# Levitical Covenant



## kceaster (Jan 10, 2014)

Hi all,

I was wondering if anyone knew of any references to the levitical covenant among Reformed authors. I'm particularly looking for references to the levitical covenant as part of the progression of the covenant of grace. As I see it, the levitical covenant is indispensable to the covenant structure, and is like the Davidic covenant in that, in order for Christ to fulfill all things, He also had to fulfill the covenant with Levi as part of His priestly office. Moreover, I believe Zechariah 5:12-13 teaches that Christ must fulfill the levitical covenant in order to reign on the throne as both king and priest. The counsel of peace refers to both offices of priest and king.

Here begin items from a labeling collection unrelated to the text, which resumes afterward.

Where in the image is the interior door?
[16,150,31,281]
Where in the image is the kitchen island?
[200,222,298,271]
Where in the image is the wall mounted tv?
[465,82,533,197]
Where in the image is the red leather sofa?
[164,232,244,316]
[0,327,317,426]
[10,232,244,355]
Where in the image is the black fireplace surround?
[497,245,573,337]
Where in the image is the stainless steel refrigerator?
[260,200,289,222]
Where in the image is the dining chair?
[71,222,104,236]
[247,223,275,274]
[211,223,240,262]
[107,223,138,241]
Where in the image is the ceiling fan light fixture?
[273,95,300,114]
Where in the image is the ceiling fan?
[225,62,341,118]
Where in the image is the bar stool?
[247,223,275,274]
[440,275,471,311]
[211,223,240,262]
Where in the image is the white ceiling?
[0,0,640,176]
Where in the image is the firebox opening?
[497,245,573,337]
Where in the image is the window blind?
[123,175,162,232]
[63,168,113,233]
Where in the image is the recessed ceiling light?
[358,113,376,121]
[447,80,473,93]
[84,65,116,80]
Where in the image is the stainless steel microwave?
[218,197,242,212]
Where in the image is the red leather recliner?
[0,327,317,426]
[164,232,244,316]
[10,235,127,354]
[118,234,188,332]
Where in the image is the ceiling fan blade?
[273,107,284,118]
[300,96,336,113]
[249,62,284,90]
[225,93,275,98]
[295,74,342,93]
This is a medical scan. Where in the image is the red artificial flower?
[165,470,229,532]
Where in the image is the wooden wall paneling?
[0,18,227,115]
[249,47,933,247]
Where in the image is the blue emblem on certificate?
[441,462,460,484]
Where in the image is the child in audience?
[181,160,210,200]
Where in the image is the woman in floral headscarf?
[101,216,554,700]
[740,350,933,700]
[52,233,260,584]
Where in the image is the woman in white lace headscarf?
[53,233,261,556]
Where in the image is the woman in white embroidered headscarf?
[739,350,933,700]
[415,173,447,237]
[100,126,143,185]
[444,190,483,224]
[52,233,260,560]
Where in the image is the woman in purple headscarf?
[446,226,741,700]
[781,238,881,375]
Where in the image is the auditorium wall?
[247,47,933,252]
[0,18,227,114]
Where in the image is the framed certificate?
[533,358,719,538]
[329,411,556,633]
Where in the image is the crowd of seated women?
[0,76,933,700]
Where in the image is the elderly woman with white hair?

Anyway, just looking for references.

Blessings,

KC


----------



## Peairtach (Jan 10, 2014)

God's dealings with the tribe of Levi are usually treated under the rubric of the Mosaic Covenant, just as the Levitical Economy/Dispensation/Administration is contemporaneous with the Mosaic Administration.

The Book of Hebrews, and sound commentaries thereon would be the place to start on Christ's priesthood in comparison and contrast with that of the Levitical High Priest, shew us that Christ is a king and priest after the order of Melchisedek rather than Levi. 

The Levitical Priesthood, in particular the High Priesthood, and the Kingship, were kept distinct in Israel.


----------



## Dearly Bought (Jan 10, 2014)

Try _The Tree of Promise_ by Alexander Stewart for an understanding of the role of the Levites in the Mosaic economy of the Covenant of Grace.


----------